The next day, this time fully clothed, I bumped into the same Australians again. I told them the story and bought them some beers to say thanks, and they bought me some beers because they were Australian. Then we made up a few more excuses and kept on drinking. In the end we all had a few too many, and in the process they managed to convince me to go surf Nusa Dua with them the next day.
Hungover and standing on the shore at Nusa Dua, I thought the waves looked like medium-sized curlers, a little fast maybe, yet utterly manageable. But in the boat, drawing near, I got a better look. Nusa Dua is an outer reefbreak. Reefbreak is a fancy way of saying lots of rock underwater, and Nusa Dua is an outer reefbreak because the rock sits far offshore, completely exposed to the full brunt of the ocean's power. The wave that results is something of a wondrous monster. On a big day there's no margin for error.
Not that the Australians were making any errors. They did all the things good surfers do, catching waves like most people catch buses. I was watching them cut it up and down the line as if they were doing something I didn't understand, something I hadn't put a few years of my life into, something alien and mysterious, like golf.
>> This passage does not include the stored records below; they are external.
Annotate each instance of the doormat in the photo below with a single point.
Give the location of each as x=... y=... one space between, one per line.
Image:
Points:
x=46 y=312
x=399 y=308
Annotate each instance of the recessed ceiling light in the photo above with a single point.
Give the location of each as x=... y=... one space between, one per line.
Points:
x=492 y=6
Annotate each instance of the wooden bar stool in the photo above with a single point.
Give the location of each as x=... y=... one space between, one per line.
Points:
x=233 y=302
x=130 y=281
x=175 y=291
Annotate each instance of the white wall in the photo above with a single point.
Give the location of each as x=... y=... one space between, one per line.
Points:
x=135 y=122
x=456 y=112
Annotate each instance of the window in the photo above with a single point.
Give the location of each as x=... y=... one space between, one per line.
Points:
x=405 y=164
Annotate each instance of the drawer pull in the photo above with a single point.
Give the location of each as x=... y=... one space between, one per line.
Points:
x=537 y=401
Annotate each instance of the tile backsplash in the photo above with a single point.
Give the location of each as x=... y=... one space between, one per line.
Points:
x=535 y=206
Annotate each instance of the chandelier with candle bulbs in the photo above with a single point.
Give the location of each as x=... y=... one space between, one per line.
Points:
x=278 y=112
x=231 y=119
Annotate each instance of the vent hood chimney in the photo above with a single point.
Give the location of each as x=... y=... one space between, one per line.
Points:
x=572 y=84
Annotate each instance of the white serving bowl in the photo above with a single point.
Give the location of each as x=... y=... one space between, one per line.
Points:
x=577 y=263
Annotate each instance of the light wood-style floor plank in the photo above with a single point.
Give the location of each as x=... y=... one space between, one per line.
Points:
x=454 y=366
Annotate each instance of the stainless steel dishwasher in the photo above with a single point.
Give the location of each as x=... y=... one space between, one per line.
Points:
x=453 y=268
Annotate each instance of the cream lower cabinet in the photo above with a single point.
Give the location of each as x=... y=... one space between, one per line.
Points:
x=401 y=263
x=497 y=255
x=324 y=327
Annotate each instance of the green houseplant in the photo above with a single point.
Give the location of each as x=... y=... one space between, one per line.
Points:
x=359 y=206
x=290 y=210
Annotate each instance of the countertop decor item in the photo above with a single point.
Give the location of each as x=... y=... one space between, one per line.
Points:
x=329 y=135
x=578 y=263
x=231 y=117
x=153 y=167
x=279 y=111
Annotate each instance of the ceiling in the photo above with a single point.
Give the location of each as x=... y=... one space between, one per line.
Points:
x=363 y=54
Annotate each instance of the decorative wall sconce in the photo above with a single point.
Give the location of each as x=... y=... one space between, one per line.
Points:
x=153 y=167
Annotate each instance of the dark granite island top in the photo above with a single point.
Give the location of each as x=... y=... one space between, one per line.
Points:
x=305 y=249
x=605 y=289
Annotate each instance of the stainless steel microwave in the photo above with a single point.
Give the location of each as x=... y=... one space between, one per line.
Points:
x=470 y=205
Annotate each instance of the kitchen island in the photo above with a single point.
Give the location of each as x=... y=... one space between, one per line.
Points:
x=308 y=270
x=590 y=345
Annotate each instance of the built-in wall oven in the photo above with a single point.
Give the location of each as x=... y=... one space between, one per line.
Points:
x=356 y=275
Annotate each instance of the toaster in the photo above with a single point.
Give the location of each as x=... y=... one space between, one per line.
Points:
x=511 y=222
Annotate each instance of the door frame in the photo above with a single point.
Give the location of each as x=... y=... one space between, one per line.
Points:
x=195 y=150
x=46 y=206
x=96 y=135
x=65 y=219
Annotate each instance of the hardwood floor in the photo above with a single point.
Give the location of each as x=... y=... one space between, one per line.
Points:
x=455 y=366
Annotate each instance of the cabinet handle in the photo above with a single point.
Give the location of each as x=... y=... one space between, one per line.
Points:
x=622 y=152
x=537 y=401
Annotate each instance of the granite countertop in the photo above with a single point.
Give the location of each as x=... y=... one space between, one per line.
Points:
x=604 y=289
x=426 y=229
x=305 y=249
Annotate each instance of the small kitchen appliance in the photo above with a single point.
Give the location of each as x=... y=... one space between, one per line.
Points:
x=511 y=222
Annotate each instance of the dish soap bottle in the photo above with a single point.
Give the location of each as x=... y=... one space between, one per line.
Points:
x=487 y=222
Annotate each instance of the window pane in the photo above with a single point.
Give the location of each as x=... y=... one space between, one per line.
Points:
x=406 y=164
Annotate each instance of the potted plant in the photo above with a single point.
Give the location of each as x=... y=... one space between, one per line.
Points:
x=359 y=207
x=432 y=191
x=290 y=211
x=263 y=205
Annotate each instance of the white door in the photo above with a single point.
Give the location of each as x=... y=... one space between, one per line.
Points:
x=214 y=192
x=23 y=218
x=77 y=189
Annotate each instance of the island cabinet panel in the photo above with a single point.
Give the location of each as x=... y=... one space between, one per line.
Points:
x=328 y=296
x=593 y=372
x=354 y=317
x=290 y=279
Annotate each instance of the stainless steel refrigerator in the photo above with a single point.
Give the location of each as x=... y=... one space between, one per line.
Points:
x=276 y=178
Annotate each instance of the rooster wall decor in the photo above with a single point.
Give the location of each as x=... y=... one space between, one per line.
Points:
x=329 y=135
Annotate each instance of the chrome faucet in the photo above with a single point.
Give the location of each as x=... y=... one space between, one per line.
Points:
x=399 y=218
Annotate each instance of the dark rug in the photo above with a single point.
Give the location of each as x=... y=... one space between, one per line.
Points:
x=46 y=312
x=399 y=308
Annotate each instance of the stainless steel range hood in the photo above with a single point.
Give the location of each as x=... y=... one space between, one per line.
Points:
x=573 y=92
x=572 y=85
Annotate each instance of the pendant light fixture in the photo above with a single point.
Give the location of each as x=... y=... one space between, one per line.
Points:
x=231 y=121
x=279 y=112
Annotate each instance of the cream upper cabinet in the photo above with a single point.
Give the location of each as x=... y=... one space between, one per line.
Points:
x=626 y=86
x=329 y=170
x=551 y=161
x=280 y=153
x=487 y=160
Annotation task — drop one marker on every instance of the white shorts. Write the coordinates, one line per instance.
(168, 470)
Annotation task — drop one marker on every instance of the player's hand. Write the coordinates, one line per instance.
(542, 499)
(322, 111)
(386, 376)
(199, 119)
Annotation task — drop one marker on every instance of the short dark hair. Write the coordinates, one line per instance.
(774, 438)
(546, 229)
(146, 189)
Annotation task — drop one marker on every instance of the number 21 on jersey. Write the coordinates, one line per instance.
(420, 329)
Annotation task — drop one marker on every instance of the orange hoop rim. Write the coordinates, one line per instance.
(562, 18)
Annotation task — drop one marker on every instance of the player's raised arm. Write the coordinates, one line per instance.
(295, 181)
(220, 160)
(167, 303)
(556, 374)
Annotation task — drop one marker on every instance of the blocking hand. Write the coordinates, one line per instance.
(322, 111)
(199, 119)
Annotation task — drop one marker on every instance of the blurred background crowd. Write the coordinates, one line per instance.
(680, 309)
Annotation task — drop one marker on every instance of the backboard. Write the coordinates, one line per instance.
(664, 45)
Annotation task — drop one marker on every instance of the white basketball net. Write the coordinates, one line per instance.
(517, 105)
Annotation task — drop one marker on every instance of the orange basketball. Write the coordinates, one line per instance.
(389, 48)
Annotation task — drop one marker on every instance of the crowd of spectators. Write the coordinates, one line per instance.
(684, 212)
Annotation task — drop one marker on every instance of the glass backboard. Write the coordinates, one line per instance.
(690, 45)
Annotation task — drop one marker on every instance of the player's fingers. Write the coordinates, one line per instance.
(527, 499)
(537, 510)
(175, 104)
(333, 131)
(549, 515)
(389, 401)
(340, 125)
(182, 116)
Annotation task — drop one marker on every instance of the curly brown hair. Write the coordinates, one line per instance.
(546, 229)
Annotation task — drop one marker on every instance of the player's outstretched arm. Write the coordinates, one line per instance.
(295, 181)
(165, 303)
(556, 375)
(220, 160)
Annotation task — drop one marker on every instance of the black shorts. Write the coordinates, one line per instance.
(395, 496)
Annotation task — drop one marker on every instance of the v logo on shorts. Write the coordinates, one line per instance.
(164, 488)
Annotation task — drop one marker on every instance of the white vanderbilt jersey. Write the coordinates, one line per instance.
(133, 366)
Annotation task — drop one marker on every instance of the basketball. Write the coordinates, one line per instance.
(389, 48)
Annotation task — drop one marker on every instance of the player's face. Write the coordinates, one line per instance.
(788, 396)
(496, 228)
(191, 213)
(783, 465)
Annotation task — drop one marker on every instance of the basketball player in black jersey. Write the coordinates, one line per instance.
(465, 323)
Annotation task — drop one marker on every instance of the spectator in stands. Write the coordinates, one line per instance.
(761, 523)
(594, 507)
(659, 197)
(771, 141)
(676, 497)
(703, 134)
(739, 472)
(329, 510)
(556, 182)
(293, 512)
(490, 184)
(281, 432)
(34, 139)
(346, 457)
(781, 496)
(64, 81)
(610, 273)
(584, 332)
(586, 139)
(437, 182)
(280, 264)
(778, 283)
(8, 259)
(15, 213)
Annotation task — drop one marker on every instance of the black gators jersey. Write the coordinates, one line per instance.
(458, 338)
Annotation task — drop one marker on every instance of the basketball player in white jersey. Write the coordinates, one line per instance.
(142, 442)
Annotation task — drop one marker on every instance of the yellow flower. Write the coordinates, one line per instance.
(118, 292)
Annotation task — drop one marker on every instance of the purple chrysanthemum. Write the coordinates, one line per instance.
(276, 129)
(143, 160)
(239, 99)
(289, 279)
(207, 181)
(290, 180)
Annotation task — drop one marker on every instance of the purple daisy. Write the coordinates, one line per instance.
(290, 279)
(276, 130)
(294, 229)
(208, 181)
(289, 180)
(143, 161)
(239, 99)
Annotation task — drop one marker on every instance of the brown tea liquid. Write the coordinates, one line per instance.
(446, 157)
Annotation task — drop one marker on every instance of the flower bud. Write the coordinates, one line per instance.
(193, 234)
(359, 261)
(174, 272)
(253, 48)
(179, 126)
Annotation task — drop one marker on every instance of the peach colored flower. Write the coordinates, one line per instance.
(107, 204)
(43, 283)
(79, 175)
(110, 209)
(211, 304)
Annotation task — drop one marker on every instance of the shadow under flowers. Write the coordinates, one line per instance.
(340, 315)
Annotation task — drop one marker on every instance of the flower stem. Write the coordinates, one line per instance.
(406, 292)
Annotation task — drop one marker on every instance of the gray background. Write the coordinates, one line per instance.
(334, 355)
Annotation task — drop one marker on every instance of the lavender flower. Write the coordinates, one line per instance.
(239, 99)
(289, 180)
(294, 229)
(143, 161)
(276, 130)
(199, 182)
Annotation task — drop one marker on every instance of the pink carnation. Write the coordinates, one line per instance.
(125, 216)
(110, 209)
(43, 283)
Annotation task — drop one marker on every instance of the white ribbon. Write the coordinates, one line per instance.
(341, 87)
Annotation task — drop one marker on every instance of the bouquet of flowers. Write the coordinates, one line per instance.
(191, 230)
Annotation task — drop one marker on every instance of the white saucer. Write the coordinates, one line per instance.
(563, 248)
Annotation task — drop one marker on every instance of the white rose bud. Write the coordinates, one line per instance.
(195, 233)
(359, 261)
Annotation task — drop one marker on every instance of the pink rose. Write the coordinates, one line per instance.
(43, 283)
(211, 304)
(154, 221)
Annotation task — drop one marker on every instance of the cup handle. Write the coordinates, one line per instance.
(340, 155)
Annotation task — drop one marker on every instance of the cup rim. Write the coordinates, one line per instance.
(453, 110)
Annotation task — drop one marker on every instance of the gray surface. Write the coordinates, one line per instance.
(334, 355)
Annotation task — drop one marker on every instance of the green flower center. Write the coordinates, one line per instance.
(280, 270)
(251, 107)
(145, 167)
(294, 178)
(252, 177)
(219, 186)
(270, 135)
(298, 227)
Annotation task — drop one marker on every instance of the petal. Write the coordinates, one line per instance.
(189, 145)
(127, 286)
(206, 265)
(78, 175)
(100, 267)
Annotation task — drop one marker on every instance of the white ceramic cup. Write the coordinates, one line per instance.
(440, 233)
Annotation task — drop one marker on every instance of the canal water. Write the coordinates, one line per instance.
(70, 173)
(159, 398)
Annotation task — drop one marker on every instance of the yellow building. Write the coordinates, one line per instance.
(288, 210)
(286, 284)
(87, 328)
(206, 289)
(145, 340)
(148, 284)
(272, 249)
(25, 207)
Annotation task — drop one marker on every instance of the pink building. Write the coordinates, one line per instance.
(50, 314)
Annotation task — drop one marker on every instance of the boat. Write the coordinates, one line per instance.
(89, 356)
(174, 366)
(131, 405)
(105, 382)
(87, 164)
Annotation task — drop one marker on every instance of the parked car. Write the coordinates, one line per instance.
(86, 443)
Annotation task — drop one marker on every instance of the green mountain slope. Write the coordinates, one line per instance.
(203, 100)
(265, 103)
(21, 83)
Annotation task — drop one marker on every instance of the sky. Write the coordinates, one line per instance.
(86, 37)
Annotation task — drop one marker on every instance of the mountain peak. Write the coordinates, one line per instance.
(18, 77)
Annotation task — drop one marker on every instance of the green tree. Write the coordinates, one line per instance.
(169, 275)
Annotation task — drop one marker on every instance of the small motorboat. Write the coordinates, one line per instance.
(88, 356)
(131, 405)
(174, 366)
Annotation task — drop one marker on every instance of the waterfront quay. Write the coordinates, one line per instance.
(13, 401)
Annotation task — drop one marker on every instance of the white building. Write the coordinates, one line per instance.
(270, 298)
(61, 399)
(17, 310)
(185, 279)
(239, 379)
I caught a wave. It took a while and it wasn't nearly the size of the leviathans my friends were catching, but it came in well overhead and I saw it starting to form in the distance, and before I had time to think things through I spun my board and dug in deep. I heard shouts of "Paddle, motherfucker, paddle" from the Aussies, then I heard nothing but the roar of water. The water that was roaring toward me was quite literally a memory. It started out in some other part of the world, forming when a change in temperature produced a change in pressure. Air's natural tendency is to move from an area of high pressure to an area of low pressure. We call this movement wind. When wind flickers across the ocean's surface, it produces small ripples which provide a greater surface area that can then catch more of that blowing wind. Eventually these ripples become larger and larger until they cohere into wavelets and eventually waves, attaining their greatest size when they come closest to matching the wind's speed. What makes this whole chain of events slightly stranger is that it is not the water itself traveling across the ocean as a wave, but merely the memory of the original wind's energy being constantly transferred as vibration from one neighboring water molecule to the next. When I heard the roar of that wave behind me at Nusa Dua, what I was actually hearing was the sound of the past arriving in the present with me directly in its path.
On the wave I chose, its peak—both its highest point and the first section to break—was fifteen feet to my left. Ideally, you want to paddle into a wave by lining up dead center with that peak, timing things so it arrives right behind you just as the lip's about to pitch. I was fifteen feet away because that pitching lip represents the greatest transfer of energy in this wave's life and getting to one's feet beneath that lip requires the agility to go from horizontal to vertical in the exploding milliseconds it takes for this transfer to happen. Technically, this involves laying hands flat on the front of the board, roughly in line with the shoulders, then pushing down evenly and steadily. You are both pushing yourself up to a standing position and pushing the surfboard down into the ever-steepening wave. Timed just right, feet hit board as board drops into wave. Good surfers do this with the incredible economy of motion required to keep things steady at a point when nothing is steady. Bad surfers fall down a lot.